Steve still was training with the national team in Calgary when Taylor was born in 1991, and Taylor said he remembers watching his dad at a few races. What stands out to him now, though, is the training it took to excel at that sport.
"It's such a sport that you need a lot of power in your legs," Taylor said. "The stairs and the plyometrics, the jumps, the jump squats -- it's really helped me get power in my legs, helps me off the start, especially my stride. … I like to think I have good skating form."
Steve Hall doesn't train like he used to, but he still works with Taylor, and they've designed a workout program that certainly has paid dividends.
"There are different phases of training," Steve told NHL.com. "But recovery is the most important thing. Before you do something hard, you have to recover. And when you do have a workout that's an intense workout, you want to be 120-percent ready to do it. That's the key. When you get to a hockey game you got have that extra level of intensity that you need at times. … (But) when you've got a day off, take the day off; if it's an active rest day, that's either basketball or tennis or golf, something different. That's the way we work it -- you don't want to think about hockey all the time. Maybe go hit baseballs. It does work. And it makes the athlete more accepting of increased work when he needs it."
Over the years, Steve Hall has been more than just a workout partner. "I was a goalie, I was an adversary, I was a trainer, I was a confidant," he said. "I was a lot of things."
It's the goalie part that helped him realize what kind of hockey prodigy he had under his roof. Steve said Taylor started scoring on him when he was 11, but when Taylor hit 14, Steve -- who was more into football than hockey growing up -- learned the hard way that it was time to retire the pads.
"At one point, when he was around 14, I got a shot just between the eyes," Steve recalled. "Got cut, and my wife said I have to quit. It was one of those road hockey masks, but he was shooting pucks. I said, 'OK, you're right. Maybe I should quit.' "
Steve gladly has taken a seat in the stands as Taylor has emerged as a future NHL star and possibly the first pick of the Draft, to be held June 25-26 in Los Angeles. Most of his talks now with Taylor regard off-ice issues, like dealing with all the attention and still being able to perform. It's something Steve went through during his athletic career, and he's passing along his knowledge to Taylor.
"That's what we talk about all the time," Steve said. "We talk about performing. Performing is the key word. A lot of kids, maybe a lot of adults, just train for training purposes.

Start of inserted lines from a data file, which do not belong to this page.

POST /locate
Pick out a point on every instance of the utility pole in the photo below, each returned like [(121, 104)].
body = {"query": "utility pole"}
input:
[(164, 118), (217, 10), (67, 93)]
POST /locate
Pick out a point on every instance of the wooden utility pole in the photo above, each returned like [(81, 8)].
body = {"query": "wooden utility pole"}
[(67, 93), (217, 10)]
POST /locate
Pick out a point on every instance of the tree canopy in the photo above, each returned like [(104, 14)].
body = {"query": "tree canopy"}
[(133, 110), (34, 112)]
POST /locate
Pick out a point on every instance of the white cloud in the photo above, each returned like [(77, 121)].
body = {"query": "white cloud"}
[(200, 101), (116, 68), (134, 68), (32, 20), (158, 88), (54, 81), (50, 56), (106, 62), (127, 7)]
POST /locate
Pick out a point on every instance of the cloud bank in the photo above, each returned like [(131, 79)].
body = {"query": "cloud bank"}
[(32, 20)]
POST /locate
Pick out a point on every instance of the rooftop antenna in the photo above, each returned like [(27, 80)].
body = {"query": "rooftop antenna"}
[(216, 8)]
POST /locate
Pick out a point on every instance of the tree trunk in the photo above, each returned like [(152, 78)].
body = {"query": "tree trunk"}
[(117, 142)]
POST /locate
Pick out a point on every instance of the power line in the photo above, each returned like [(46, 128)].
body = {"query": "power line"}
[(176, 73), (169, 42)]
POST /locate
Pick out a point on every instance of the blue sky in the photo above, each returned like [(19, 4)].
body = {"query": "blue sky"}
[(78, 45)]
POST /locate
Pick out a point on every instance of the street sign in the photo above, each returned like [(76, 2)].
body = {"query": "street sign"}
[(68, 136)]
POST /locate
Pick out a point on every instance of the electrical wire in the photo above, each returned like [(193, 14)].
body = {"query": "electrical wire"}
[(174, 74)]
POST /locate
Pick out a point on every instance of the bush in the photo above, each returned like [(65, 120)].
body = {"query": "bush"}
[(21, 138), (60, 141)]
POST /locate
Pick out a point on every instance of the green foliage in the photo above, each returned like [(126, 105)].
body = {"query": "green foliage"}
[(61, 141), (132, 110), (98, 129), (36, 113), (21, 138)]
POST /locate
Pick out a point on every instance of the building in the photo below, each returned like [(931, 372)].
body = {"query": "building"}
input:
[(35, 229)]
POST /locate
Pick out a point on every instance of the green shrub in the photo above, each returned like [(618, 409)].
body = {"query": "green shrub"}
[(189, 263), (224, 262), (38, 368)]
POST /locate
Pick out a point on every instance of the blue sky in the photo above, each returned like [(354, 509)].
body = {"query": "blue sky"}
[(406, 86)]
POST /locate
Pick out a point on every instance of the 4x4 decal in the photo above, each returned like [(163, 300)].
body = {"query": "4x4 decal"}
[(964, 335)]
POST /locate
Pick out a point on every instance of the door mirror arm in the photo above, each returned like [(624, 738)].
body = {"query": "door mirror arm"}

They don't train to reach a level where performance is the key. You have to be able to perform in the big games. If you don't, you don't play as much, your career doesn't last as long. You see it in basketball, you see Kobe (Bryant) always rise to the occasion. He's performing; he's ready for the moment. And that's what we train for."
And it all starts with some lessons learned from a sled.